Rotarians learn about Indian life

Published 12:00 am Saturday, October 1, 2005

When you think of the Native Americans living in our area a couple of centuries ago, what picture comes to your mind?

Do you envision teepees, feathered war bonnets and plenty of buckskin-clad braves on horseback?

If so, you'd be wrong.

On Thursday, Robert Thrower, tribal historic preservation officer for the Poarch Creek Band of Indians, gave Greenville Rotarians a glimpse into the history of Indian life in Alabama.

"There are a lot of misconceptions people have about American Indians – how we looked, where we lived, how we dressed," Thrower said.

The Atmore native, who is one-quarter Creek and three-quarters Scots-Irish and English, said many of today's Indians don't look much different than their counterparts of European ancestry. Intermarriage between European men and Indian women over time literally changed the face of the American Indian.

"All Indians do not have straight black hair, a darker complexion and no facial hair," Thrower, who sports a mustache and light brown hair pulled back into a ponytail, said.

"We have a few full-blooded Indians that you would quickly identify as being Native American. Then again, we also have some blue-eyed blondes in the tribe," he said.

At one time, Creek territory made up three-quarters of what is now the state of Alabama. And those Creeks definitely didn't live in wigwams.

"There were no teepees for a thousand miles," Thrower explained.

Creeks lived in village and each Creek family had four houses: a winter house, a summer house,

a warehouse and a storehouse. The latter two served as a tool shed and food pantry, respectively.

"Those houses were made with posts driven into the ground, and materials were woven together and coated with mud to make the walls. The winter houses were more heavily insulated, and the summer houses had holes in the walls – a sort of early Indian air conditioning," Thrower said with a smile.

"After the Europeans came along, the Indians began to imitate them and build log cabins, though they kept their thatched roofs," he said.

Indians traveled by foot and by water ("we had interstate highways back then, but it was by water, not road").

When early Spanish explorers left behind some of their horses, Indians gained another means of transportation, Thrower said.

As for the "DUM-dum-dum-dum" drumbeat we've all heard in countless movies and television shows

– "no Indian tribe I've ever heard of played the drum like that," Thrower laughed.

He said he suspects it was the popularity of western movie serials that led the common usage of the inauthentic beat.

One of the biggest misconceptions about his ancestors, he said, deals with the way Indians dressed.

"For 2,000 years, Indians basically had no choice but buckskin and fur for clothing. But that had changed by the pioneer days," Thrower said.

For his audience, he donned the type of clothing items typically worn by Creek Indians during the Trail of Tears.

Starting with a colorful blue and red ruffle-trimmed French coat with a hood, he added a woven beaded sash around his waist along with matching knee sashes, which Thrower explained would have been worn over leggings.

A bandoleer slung over the shoulder and a small printed turban-style hat, trimmed with a large white ostrich plume, completed Thrower's historically accurate outfit.

"This isn't what most folks imagine Indians wore in those days. However, the French traders were getting as many buckskins as they could to ship abroad.
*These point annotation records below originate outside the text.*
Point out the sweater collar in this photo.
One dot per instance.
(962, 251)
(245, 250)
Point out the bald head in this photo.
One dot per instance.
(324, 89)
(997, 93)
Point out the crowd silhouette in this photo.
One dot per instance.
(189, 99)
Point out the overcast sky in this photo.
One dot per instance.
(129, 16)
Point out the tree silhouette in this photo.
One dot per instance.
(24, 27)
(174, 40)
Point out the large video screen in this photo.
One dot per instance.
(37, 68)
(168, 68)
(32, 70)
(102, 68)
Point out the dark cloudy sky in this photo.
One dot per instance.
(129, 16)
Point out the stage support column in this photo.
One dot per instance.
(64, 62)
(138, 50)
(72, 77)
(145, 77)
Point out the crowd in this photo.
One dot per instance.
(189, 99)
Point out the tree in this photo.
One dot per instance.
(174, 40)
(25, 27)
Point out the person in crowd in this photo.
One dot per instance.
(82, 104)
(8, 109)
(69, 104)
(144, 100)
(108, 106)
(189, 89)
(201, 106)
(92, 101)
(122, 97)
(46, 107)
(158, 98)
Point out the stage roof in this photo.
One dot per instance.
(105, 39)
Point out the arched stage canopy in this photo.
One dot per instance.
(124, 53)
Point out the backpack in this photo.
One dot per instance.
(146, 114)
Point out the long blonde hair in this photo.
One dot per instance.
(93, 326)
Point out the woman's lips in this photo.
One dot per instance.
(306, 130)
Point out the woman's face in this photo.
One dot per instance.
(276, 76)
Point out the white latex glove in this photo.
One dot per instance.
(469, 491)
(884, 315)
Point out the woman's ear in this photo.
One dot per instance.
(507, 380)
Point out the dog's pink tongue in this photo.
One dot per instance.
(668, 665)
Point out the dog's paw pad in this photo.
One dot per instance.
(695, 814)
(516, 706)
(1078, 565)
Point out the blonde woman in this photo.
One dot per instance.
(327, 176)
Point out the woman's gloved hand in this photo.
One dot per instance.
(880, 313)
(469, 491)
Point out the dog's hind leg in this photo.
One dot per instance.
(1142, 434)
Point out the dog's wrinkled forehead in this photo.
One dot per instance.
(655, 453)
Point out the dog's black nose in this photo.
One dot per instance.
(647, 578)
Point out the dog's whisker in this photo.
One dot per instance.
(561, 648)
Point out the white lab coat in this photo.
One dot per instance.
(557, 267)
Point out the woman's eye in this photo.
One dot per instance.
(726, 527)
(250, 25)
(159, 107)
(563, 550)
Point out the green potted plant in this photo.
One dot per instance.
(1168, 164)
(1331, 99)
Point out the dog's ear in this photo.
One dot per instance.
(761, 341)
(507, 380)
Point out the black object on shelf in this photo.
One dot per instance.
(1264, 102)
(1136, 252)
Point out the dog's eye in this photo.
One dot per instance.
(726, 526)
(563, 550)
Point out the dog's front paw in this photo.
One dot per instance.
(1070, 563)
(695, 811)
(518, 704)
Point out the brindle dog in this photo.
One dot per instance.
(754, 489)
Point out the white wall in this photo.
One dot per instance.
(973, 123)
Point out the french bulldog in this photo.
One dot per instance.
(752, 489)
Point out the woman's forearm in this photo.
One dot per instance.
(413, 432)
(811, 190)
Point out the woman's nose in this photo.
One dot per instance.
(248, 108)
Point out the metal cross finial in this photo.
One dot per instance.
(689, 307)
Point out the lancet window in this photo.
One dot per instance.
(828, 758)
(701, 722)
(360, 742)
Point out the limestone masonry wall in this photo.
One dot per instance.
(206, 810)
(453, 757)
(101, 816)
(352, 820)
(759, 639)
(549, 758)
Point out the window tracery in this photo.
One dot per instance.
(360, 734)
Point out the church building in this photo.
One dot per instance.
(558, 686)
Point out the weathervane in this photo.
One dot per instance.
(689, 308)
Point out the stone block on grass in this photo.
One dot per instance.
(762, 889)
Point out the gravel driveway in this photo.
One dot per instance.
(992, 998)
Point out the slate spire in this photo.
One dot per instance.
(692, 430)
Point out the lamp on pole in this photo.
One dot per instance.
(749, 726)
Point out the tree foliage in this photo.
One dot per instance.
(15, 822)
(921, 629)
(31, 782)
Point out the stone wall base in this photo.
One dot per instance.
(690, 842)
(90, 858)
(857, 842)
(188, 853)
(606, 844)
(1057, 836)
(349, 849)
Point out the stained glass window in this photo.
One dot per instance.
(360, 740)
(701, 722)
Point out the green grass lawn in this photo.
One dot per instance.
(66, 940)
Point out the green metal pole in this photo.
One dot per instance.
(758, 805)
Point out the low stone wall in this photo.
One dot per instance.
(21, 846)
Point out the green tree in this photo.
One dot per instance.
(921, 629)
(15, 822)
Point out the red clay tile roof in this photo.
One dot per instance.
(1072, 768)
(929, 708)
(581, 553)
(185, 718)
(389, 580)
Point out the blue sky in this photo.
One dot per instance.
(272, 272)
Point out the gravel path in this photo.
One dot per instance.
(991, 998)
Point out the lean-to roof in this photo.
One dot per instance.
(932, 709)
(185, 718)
In turn, the Indians were adopting European clothing as their own," Thrower explained.

When asked if the rather elaborate-looking costume was the sort of thing worn everyday, Thrower said it was.

"For formal occasions, everything was fancier than what you see now."

One item the Indians retained from their native attire was the moccasin. "Those moccasins – the most comfortable shoe you can wear – varied from tribe to tribe. You could look at a Indian's shoe and know what tribe they were from," Thrower said.

Thrower, a teacher, writer, poet, traditional artist and student of traditional medicine

(who also happens to be an ordained Baptist minister) has been giving presentations on

Southeastern Indian culture for over 20 years.

Rotarian Daisy Norman was one of the club members who enjoyed looking at the many historical items, from a buckskin to a turtle shell shaker, that Thrower had brought with him.

"It was a great program, very informative. Col. Tisdale always come up with interesting programs for us," Norman said.